A residência Werlang
possui um bom estado de conservação com destaque para as linhas horizontais,
verticais e diagonais oriundas do madeiramento aparente da estrutura, aspecto
arquitetônico que define a edificação juntamente com a cobertura e o sistema
construtivo enxaimel.
O enxaimel (em alemão Fachwerk) é uma técnica construtiva
trazida pelos imigrantes alemães e adaptada ao clima e às necessidades no
Brasil. Em Itapiranga e São João do Oeste temos várias edificações nesse padrão
que necessitam de preservação, pois são exemplares dignos da história dos
colonizadores de Porto Novo. A maioria delas é preservada com muito esmero
pelas famílias, no entanto, muitas delas já foram perdidas.
As paredes alcançam uma
altura de 1,85 metros, sendo que a estrutura é toda ela em madeira de araucária
e o tramo (Fach) é de tijolos
aparentes. O revestimento final
resulta um acabamento texturizado e de considerável valor estético.

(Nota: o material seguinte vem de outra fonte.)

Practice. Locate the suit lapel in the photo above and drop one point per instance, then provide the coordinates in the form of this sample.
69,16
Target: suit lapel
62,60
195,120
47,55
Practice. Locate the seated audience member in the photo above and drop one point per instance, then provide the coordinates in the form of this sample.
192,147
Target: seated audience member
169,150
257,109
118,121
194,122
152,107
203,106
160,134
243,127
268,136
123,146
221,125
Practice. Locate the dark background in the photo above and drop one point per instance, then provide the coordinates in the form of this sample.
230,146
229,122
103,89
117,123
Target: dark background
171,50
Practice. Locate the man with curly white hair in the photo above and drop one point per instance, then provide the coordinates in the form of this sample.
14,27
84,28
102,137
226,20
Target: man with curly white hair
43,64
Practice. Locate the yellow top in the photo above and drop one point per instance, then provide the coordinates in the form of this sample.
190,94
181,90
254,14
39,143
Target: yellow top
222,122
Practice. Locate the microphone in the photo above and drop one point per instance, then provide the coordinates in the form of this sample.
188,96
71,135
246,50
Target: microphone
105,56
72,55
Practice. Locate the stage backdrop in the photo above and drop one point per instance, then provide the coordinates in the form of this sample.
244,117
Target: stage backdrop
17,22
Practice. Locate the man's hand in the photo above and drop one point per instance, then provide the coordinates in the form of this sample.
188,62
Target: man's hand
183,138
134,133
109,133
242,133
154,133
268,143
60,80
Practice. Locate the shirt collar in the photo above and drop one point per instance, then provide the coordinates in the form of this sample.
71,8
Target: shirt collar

Os barrotes possuem espessuras de 12cm x 12cm, sendo que
os peitoris (brustriegel) na linha
horizontal se encaixam com os esteios (stiel)
em linha vertical e as escoras (strebe)
em diagonal. No enxaimel eram feitas marcações
para que todas as peças pudessem ser identificadas e encaixadas, podendo ser
realizada na parte interna ou externa, seguindo geralmente um numeral romano
indicando a posição da peça na respectiva parede. Por isso, de maneira geral, a
estrutura era toda montada separadamente e depois construída a edificação. Esse
trabalho com a madeira proporciona ao enxaimel um inestimável valor
arquitetônico e histórico, pois envolve um conhecimento de carpintaria e reflete
um valor cultural dos colonizadores de Porto Novo.
Podemos observar que os
carpinteiros utilizaram desta técnica para as peças da parede lateral da
residência formando assim, dois conjuntos de numerações. Na época geralmente as
plantas eram de formatos retangulares. Curioso é que cada carpinteiro possuía uma
combinação de marcação e numeração, geralmente com a utilização do formão, como
podemos perceber nas várias residências no interior do município.
O tipo de
telhado é do modelo Halbwalmdach ou então “metade de telhado de
quatro águas”, seguido de uma estrutura de telhado atirantado formado por
treliças de madeira. O assoalho (fussboden) ainda é original e reflete
uma aparência requintada para o interior da residência. Como suporte do
assoalho encontramos barrotes (balken)
de madeira inteiriça.
Atualmente o telhado é
composto por telhas do tipo americanas, que possuem capa e canal na mesma peça,
uma vez que, as antigas telhas schindle de madeira
apodreceram e houve a necessidade de serem substituídas, sendo necessária ainda
a utilização de mantas térmicas devido ao calor no segundo pavimento. A
inclinação do telhado é de aproximadamente 65% nas duas aguas maiores
(laterais) e 45 % nas menores (frontal e posterior). A varanda coberta possui
uma inclinação de 45% e conta com o madeiramento aparente. Foram agregados
calhas de aço galvanizado nas laterais e na água da varanda além de serem
mantidos os espelhos da parte frontal do telhado.
A arquitetura da
residência em enxaimel concede a ela um espaço privilegiado na paisagem da
cidade de Itapiranga. Conservada com muito esmero pela família, a Residência
Werlang é uma demonstração do quão significativas as residências históricas são
para a identidade e a cultura local.